When an explosion rips through the French side of the mine and huge columns of smoke bilge forth from the mineshaft, the entire community rushes to the pit for news. The wives, mothers and children of the trapped miners are locked out of the area, and the gates are policed to ensure they don’t get past. The palatable anguish of the families pours from the frustrated, desperate crowd, and they must wait beyond the gates while the owner of the mine is let through. These scenes reiterate not only the hierarchy of the owners, the management, and the workers but also underscore the adversarial relationship between these groups of people. There’s one moment when the police contemplate calling in the troops on the crowd of distraught mining families.
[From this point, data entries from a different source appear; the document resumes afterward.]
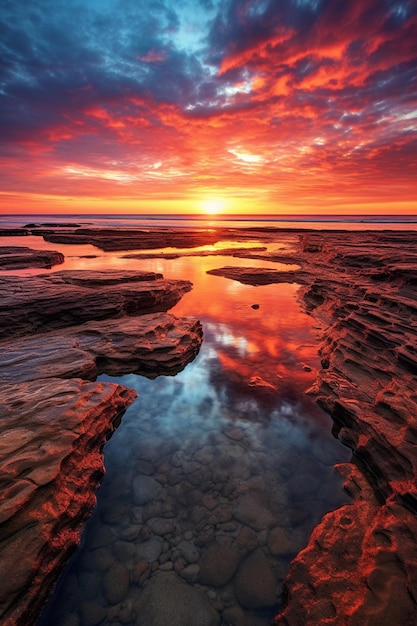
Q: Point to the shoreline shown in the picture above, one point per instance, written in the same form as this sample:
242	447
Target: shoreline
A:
360	287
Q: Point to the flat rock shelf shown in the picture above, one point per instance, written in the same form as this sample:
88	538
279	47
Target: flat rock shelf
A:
61	330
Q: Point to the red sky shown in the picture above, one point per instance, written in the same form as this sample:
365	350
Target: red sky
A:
296	106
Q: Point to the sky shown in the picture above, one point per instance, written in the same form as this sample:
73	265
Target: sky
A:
205	106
When news of the mining disaster reaches the German miners, they rally together to assist in the rescue efforts. A great deal of the film follows the rescue attempts as the German rescue crew search for signs of survivors. In one brilliant sequence, trapped French miners tap to alert the rescuers of their whereabouts, and the film flashes back to scenes in WWI trenches; the frantic tapping of the trapped French miners morphs into rapid machine gun fire, and a German miner experiences the horror of the trenches once again.
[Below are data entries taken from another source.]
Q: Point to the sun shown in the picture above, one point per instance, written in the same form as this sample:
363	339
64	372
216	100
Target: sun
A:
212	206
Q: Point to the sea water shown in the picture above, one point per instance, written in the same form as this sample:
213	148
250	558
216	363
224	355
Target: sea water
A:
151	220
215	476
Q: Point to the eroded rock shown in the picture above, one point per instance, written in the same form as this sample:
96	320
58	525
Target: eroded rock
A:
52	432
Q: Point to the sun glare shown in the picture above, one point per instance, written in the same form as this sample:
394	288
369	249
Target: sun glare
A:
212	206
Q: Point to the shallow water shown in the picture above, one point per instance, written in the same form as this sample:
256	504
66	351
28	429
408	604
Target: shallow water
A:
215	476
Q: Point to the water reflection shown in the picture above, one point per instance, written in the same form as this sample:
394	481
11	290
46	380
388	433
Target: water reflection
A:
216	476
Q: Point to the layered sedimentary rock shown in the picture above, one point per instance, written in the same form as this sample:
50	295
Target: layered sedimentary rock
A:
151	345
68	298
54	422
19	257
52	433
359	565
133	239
There’s a lesson here in comradeship, of course. Some of the Germans reject the idea of risking their lives to save the French miners with a savage irony–after all just a few years have passed since a bloody shooting party raged between both countries, but as one German miner points out, “why should we mind the generals. A miner’s a miner.” In another scene, German miners sit down and eat while on a break, and they cannot carry on knowing that men are dying. Nationality and old resentments are cast aside as the miners embrace the notion of comradeship.

The owners and the management are all more interested in keeping the mine a viable operation and saving men is not the priority. The miners are quite aware of this, and the knowledge that they are expendable helps spur them in the search for their comrades. The final scenes include speeches by both French and German miners:

“Regardless of whether we’re French or German, we’re all workers, and a miner is a miner. But why do we only stick together when it gets tough? Should we sit idly by until they’ve stirred us up so we shoot each other down in a war?

The coal belongs to everyone whether we dig it up on this side or the other, and if they can’t reach an agreement at the top, we’ll stick together because we belong together.”

Unfortunately, there is no happy ending for the horses trapped in the mines, and while the film acknowledges their usefulness and the human reliance on horses, at no point is rescuing the horses even considered–neither is their abandonment in the mines mentioned. In French and German with subtitles.